İş Sanat'ta 'İstanbul Musikisi' adlı bir gece programı yapan Şevval Sam ve projenin sahibi İncila Bertuğ, geçtiğimiz pazar 'Yaşamdan Dakikalar'a katıldı. Kenan Işık'ın da yer aldığı programda, Hıncal Uluç, Nebil Özgentürk, Sunay Akın, konuklarıyla birlikte musiki üzerine keyifli bir sohbet gerçekleştirdi. Sam'ın Türk Musikisi'nden eserler seslendirdiği, bestekârların hikayelerinin konuşulduğu programda Bertuğ, 'İstanbul Musikisi' projesi için neden Şevval Sam'ı tercih ettiğini anlattı: "Bana Şevval Sam'ın CD'si geldi. Leman Sam göndermiş. Şöyle baktım, Şevval Sam... İçimden 'Hadi canım, sen kim, bunu okumak kim!' dedim... Eve gittiğimde CD'yi koydum. Dinlerken 'Allah Allah, ne oluyor? Kimden meşk ettin de musikiyi böyle okuyorsun?' dedim. Sanki taş plaktan musiki dinliyordum. Ses icracısı olmak için, iyi bir kulak, iyi bir meşk ve estetik birikim gerekir. Üçü de onda var. Üç yıl taş plak dinlemiş, program yapmış. Altyapısı kuvvetliydi, bir de aşk olunca..."

MUSİKİYİ AŞKLA SEVİYORUM
Programda, Türk Sanat Müziği'nin hayatında çok önemli bir yeri olduğunu söyleyen Şevval Sam, yeni projeleri ve televizyon sektörü hakkındaki düşüncelerini de açıkladı. İşte Sam'ın anlattıkları:

Eski arşivlerdeki plakları bulduğum zaman hep balıklama atlardım. Öte yandan bir dönem yaptığım radyo programı da benim için büyük şans oldu. Çünkü henüz piyasaya çıkmamış bütün arşivlerini bana açtılar. Hiçbir yerde dinleyemediğim inanılmaz kayıtlar dinledim. Öyle bir aşkla seviyorum ki bu müziği... Bütün bedenimle, ruhumla hissediyorum.
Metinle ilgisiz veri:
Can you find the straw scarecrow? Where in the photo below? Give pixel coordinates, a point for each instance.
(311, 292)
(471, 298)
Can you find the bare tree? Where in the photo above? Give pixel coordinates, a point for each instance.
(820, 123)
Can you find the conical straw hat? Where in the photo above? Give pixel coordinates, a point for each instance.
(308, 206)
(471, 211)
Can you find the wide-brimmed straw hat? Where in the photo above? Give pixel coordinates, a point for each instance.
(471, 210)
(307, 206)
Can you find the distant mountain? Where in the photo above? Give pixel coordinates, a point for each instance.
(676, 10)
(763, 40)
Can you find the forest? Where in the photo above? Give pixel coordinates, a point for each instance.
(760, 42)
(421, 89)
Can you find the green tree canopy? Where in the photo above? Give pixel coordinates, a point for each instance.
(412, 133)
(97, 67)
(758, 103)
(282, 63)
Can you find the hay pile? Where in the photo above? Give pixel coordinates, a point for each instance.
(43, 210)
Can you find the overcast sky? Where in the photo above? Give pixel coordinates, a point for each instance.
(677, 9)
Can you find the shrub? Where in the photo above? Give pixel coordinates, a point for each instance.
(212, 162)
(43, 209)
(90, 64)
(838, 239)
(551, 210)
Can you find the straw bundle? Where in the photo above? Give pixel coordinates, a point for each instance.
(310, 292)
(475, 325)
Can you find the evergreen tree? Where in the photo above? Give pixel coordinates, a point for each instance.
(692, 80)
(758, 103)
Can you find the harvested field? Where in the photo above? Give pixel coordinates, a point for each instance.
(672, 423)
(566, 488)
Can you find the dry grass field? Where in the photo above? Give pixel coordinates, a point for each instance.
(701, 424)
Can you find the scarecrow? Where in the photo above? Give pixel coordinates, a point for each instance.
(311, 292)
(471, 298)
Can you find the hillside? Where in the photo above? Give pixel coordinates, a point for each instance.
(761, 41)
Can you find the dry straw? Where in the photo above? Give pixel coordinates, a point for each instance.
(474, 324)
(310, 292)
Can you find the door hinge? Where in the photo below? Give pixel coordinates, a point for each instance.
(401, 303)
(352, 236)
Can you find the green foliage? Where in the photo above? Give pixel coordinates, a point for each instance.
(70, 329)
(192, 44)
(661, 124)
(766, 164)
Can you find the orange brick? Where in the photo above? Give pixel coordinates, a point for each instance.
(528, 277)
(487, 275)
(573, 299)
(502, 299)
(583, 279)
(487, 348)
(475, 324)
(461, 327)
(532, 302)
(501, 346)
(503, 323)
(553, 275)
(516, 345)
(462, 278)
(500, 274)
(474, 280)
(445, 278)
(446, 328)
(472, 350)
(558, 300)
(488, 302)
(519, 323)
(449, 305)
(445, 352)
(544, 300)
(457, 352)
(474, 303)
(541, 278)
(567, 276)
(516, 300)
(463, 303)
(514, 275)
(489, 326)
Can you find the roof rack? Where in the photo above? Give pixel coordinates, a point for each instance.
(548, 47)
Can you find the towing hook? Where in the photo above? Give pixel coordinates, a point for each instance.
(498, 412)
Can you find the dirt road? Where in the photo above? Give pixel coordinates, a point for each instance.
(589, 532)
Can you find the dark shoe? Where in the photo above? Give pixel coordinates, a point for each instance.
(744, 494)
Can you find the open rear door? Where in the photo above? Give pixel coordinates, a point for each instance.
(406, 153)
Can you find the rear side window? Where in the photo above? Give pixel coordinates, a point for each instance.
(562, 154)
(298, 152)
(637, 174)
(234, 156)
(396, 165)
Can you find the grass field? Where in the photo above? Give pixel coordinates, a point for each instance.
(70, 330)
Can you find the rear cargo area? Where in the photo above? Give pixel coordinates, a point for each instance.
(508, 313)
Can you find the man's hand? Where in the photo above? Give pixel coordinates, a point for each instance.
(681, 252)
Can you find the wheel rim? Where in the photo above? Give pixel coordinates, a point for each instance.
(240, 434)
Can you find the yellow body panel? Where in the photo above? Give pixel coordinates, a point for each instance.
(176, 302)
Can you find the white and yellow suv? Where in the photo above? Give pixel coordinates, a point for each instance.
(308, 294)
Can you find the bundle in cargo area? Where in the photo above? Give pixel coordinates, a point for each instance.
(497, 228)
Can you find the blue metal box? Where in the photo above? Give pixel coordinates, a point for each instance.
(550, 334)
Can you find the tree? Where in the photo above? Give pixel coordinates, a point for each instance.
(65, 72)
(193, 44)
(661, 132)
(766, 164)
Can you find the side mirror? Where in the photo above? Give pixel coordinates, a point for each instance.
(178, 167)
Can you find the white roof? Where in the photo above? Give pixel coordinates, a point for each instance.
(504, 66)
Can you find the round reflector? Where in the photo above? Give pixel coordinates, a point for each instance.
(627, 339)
O dönemde yaşamamış olmama rağmen, çok özel seslerden dinlediğim bu eserlerin bende çok önemli bir yeri var.

MODASI GEÇMEZ
Gençler aslında bu kültürü bilmiyorlardı. Ben ilk CD'mi çıkarttığımda onlardan övgü dolu sözler aldım. (Türk Sanat Müziği eserlerlerinden oluşan 'Sek' isimli albümünden bahsediyor.) 'Ders çalışırken dinliyoruz, sınavlara çalışırken dinliyoruz' diyenler oldu. Gençlerin onca popçu, rockçı arasından bana ödül vermeleri çok önemli bir şeydi benim için.

Bazı şarkıların yaşı yoktur ve insanların en gerçek duygularına hitap eder. İnsanoğlu var oldukça da modalarını kaybetmezler. Bu şarkılar da öyle...
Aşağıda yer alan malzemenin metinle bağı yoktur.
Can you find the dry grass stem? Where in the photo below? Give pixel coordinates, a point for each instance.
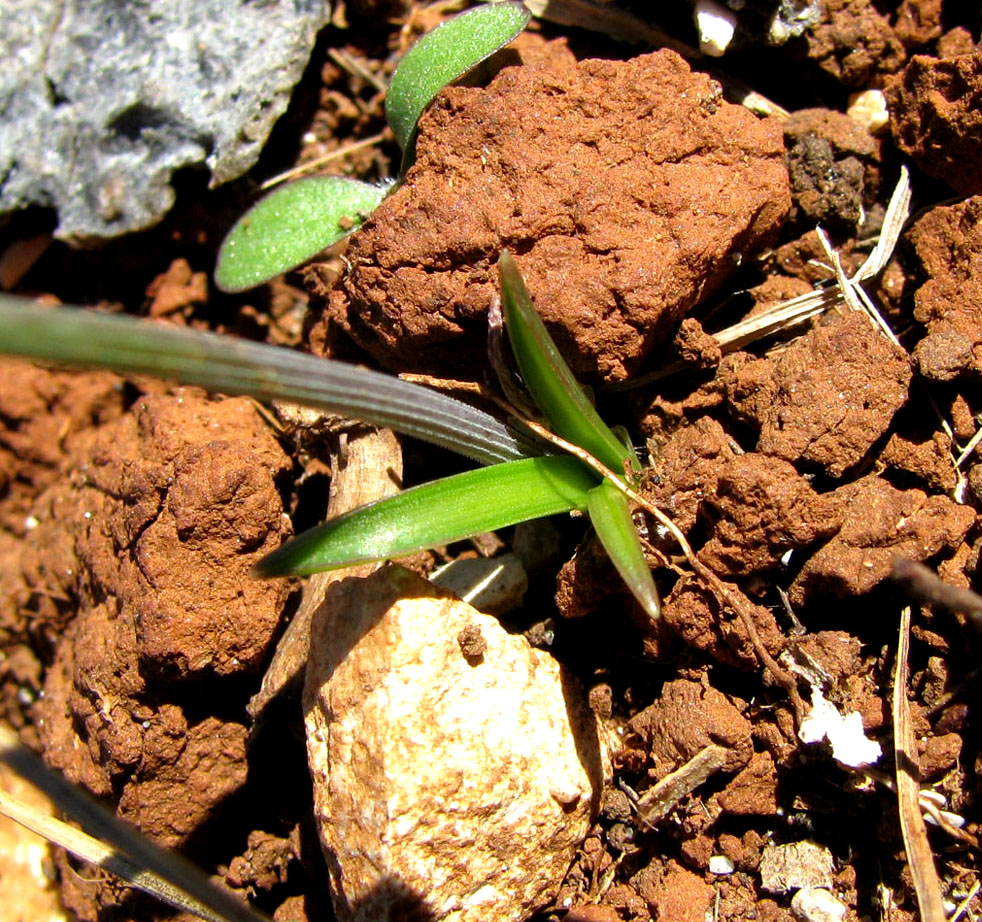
(724, 594)
(912, 826)
(618, 24)
(338, 154)
(366, 466)
(798, 311)
(112, 844)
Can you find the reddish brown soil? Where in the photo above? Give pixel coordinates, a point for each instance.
(633, 194)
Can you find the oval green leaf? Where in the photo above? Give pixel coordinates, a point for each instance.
(611, 519)
(549, 379)
(437, 513)
(444, 55)
(290, 225)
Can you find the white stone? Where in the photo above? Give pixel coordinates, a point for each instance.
(817, 905)
(798, 865)
(720, 864)
(716, 25)
(459, 787)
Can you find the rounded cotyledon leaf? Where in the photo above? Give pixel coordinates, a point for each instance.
(444, 55)
(290, 225)
(549, 379)
(436, 513)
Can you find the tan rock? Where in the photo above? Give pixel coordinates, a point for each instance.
(453, 786)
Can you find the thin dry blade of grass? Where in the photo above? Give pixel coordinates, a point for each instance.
(798, 311)
(113, 845)
(912, 826)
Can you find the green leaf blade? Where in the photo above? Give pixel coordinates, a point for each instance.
(611, 518)
(444, 55)
(290, 225)
(549, 379)
(437, 513)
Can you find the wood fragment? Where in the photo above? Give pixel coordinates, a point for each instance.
(366, 466)
(912, 825)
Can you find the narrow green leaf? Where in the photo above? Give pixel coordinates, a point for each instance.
(444, 55)
(549, 379)
(290, 225)
(611, 518)
(123, 344)
(437, 513)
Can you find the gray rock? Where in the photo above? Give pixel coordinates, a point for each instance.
(101, 101)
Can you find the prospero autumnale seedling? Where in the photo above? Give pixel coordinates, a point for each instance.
(521, 481)
(299, 220)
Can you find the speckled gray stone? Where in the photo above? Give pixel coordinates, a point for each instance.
(101, 101)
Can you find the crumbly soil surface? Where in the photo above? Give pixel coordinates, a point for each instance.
(645, 208)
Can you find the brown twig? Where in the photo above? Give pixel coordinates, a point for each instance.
(925, 586)
(660, 799)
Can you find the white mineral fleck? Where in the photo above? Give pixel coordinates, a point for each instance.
(845, 733)
(799, 865)
(444, 786)
(817, 905)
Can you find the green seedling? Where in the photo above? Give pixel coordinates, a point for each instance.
(466, 504)
(299, 220)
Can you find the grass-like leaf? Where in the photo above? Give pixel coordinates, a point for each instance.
(549, 379)
(123, 344)
(444, 55)
(437, 513)
(290, 225)
(611, 519)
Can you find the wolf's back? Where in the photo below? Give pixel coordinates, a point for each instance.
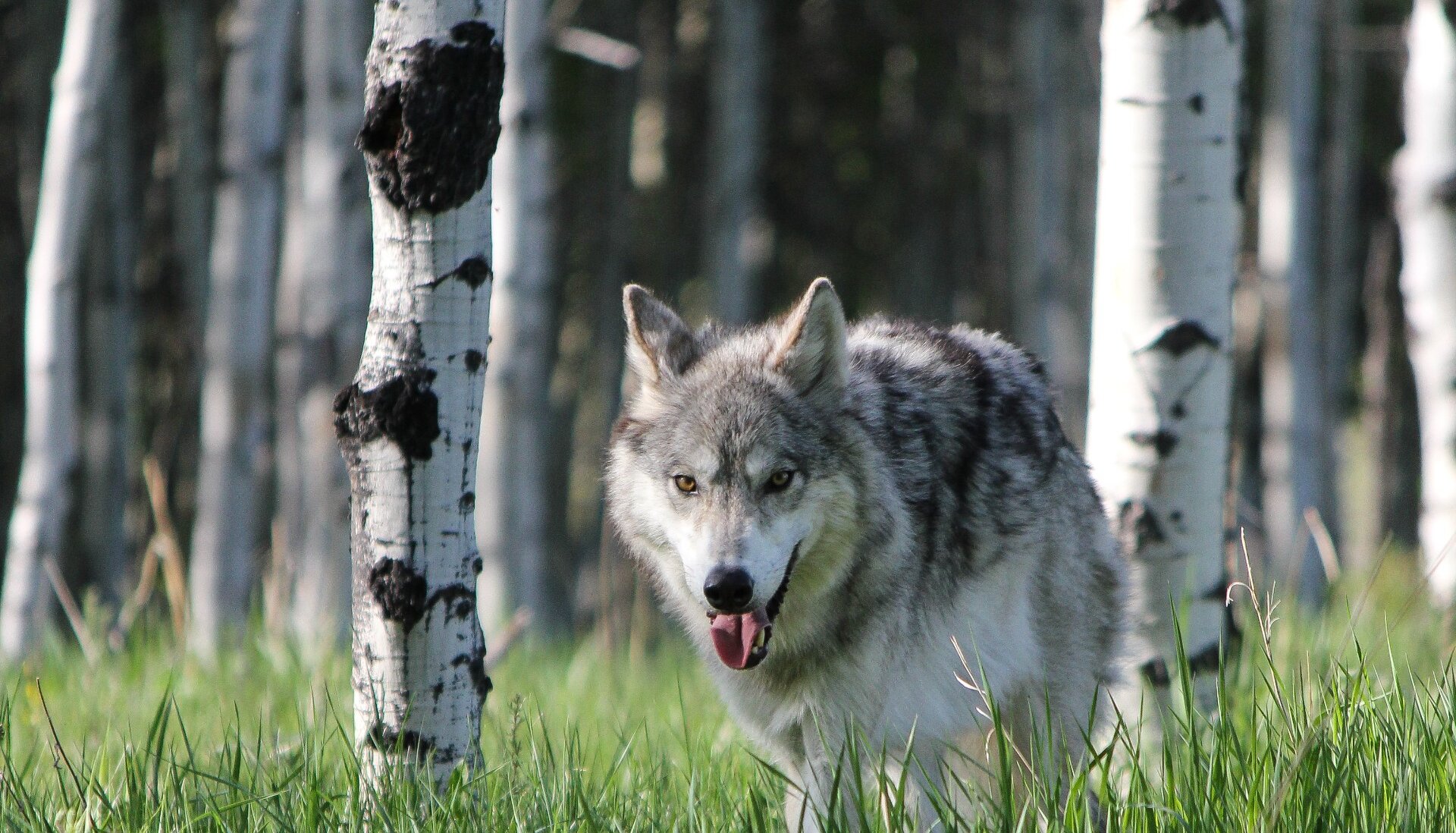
(967, 426)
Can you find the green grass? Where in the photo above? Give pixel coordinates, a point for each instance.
(1338, 723)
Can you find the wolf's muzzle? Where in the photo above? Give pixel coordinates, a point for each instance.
(728, 589)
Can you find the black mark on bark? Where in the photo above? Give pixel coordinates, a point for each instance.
(403, 410)
(389, 739)
(1163, 440)
(472, 272)
(1188, 14)
(457, 597)
(1138, 526)
(428, 139)
(475, 666)
(400, 592)
(1181, 337)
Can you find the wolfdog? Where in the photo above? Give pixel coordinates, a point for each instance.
(871, 533)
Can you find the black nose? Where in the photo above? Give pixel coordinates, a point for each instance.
(728, 589)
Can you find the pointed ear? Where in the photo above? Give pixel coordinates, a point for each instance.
(810, 348)
(658, 343)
TEMMUZ AYINDA İLK FİLMİNİ ÇEKECEK
Temmuz ayı içerisinde Ankara'da bir sinema filmi çekeceğim. Aslında bu benim ilk filmim olacak. Keyifli bir dostluk hikayesinin anlatılacağı projeyi Ahmet Boyacıoğlu yönetecek. Çok iyi bir kadro var; Tuncer Kurtiz, Erkan Can, Taner Birsel, Nejat İşler gibi...
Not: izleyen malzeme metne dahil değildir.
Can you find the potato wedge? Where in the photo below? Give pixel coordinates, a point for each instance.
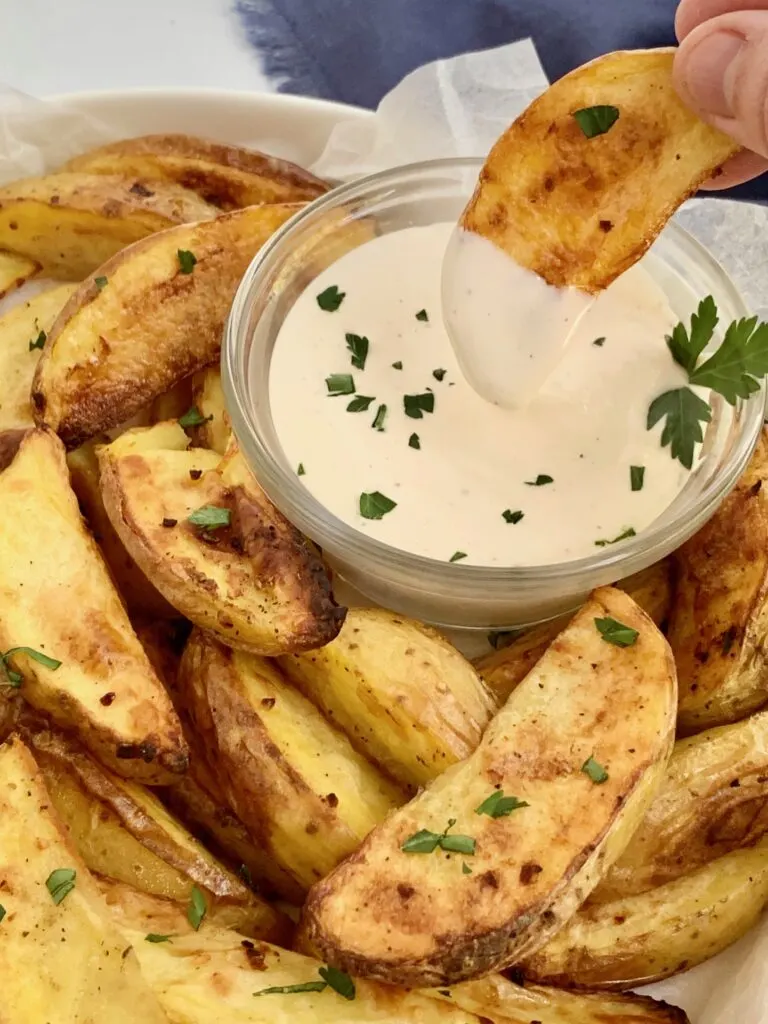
(61, 960)
(296, 783)
(73, 223)
(404, 696)
(23, 333)
(115, 348)
(138, 594)
(56, 597)
(577, 210)
(714, 800)
(650, 936)
(418, 918)
(256, 583)
(226, 176)
(502, 670)
(14, 271)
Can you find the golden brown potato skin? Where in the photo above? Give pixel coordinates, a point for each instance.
(580, 211)
(115, 348)
(719, 621)
(226, 176)
(73, 223)
(714, 800)
(420, 919)
(104, 690)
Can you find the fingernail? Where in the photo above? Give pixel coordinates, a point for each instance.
(710, 72)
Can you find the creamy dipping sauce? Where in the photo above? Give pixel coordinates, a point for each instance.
(547, 482)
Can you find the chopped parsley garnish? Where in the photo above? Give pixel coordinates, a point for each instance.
(60, 883)
(197, 909)
(381, 415)
(210, 517)
(357, 345)
(625, 535)
(509, 516)
(339, 384)
(616, 633)
(374, 505)
(499, 806)
(427, 842)
(15, 679)
(637, 477)
(186, 260)
(595, 771)
(194, 418)
(417, 404)
(359, 403)
(331, 299)
(596, 120)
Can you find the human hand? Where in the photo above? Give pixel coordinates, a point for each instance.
(721, 72)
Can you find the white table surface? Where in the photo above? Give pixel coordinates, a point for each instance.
(53, 46)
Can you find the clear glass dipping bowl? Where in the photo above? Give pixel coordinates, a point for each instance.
(452, 595)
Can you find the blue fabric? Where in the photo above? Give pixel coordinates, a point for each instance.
(356, 50)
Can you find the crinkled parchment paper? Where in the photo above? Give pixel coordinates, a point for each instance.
(458, 108)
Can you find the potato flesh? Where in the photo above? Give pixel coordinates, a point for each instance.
(581, 211)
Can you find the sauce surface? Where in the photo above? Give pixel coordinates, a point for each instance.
(545, 482)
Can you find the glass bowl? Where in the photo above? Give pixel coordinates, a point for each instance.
(453, 596)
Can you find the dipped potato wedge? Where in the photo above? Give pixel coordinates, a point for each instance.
(74, 653)
(151, 316)
(719, 621)
(486, 863)
(225, 176)
(652, 935)
(253, 580)
(23, 333)
(714, 800)
(61, 960)
(73, 223)
(306, 797)
(503, 669)
(579, 203)
(404, 696)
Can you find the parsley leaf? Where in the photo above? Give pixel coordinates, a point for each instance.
(357, 345)
(616, 633)
(596, 120)
(331, 299)
(685, 413)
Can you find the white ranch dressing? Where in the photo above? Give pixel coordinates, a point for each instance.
(585, 428)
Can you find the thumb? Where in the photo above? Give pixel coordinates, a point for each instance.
(721, 72)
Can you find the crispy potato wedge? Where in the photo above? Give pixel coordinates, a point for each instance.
(62, 963)
(73, 223)
(418, 919)
(304, 794)
(257, 584)
(502, 670)
(650, 936)
(404, 696)
(226, 176)
(14, 271)
(579, 211)
(719, 622)
(138, 594)
(23, 332)
(56, 597)
(714, 800)
(115, 348)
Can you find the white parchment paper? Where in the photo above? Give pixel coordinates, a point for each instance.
(458, 108)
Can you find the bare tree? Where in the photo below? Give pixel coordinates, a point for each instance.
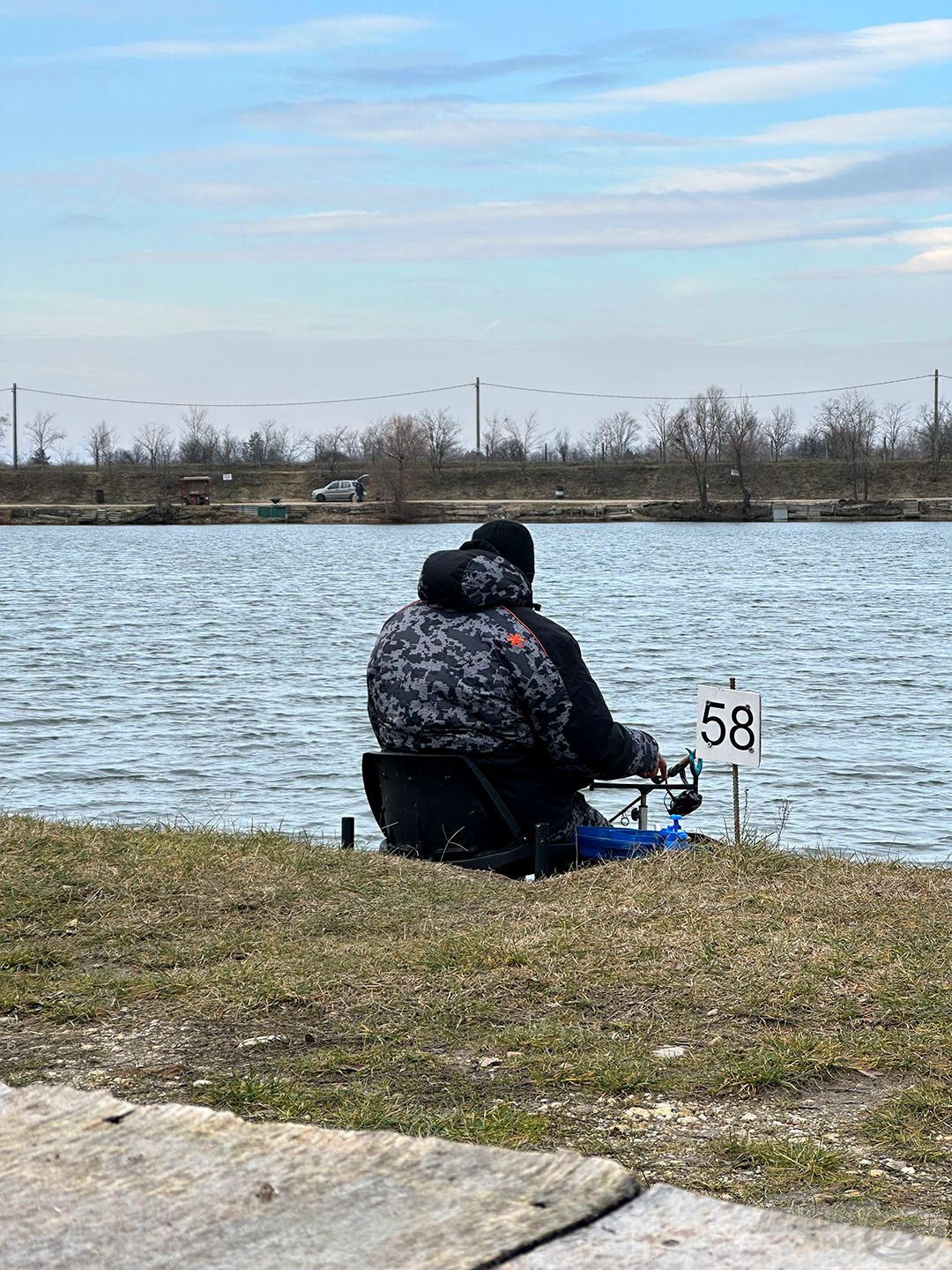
(199, 439)
(366, 442)
(778, 430)
(522, 438)
(620, 432)
(741, 433)
(591, 446)
(100, 444)
(401, 442)
(893, 424)
(441, 432)
(695, 435)
(493, 435)
(934, 432)
(848, 423)
(132, 455)
(153, 437)
(228, 446)
(562, 444)
(331, 446)
(660, 419)
(43, 436)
Önümüzdeki sezon dizi çekmeyi düşünmüyorum. Çok yorgunum. Ayrıca dizi sektöründe işlerin çok profesyonelce gitmediğini düşünüyorum. Mesela bir proje çekilecekse ya insanların kafalarına göre daha başlamadan kaldırılıyor ya da senaryosunu hazır zannediyorsun ama yedinci- sekizinci bölümde 'Senaryoda ne yapacağız şimdi?' diyen senarist oluyor. O yüzden de çok güvenli bir iş değil açıkçası...

Kendinizi kaptırıyorsunuz, bir şey yaratmaya çalışıyorsunuz, canlandırdığınız karaktere alışıyorsunuz. Sonra bir bakıyorsunuz dizi kalkıyor. Dolayısıyla hevesiniz de kursağınızda kalıyor.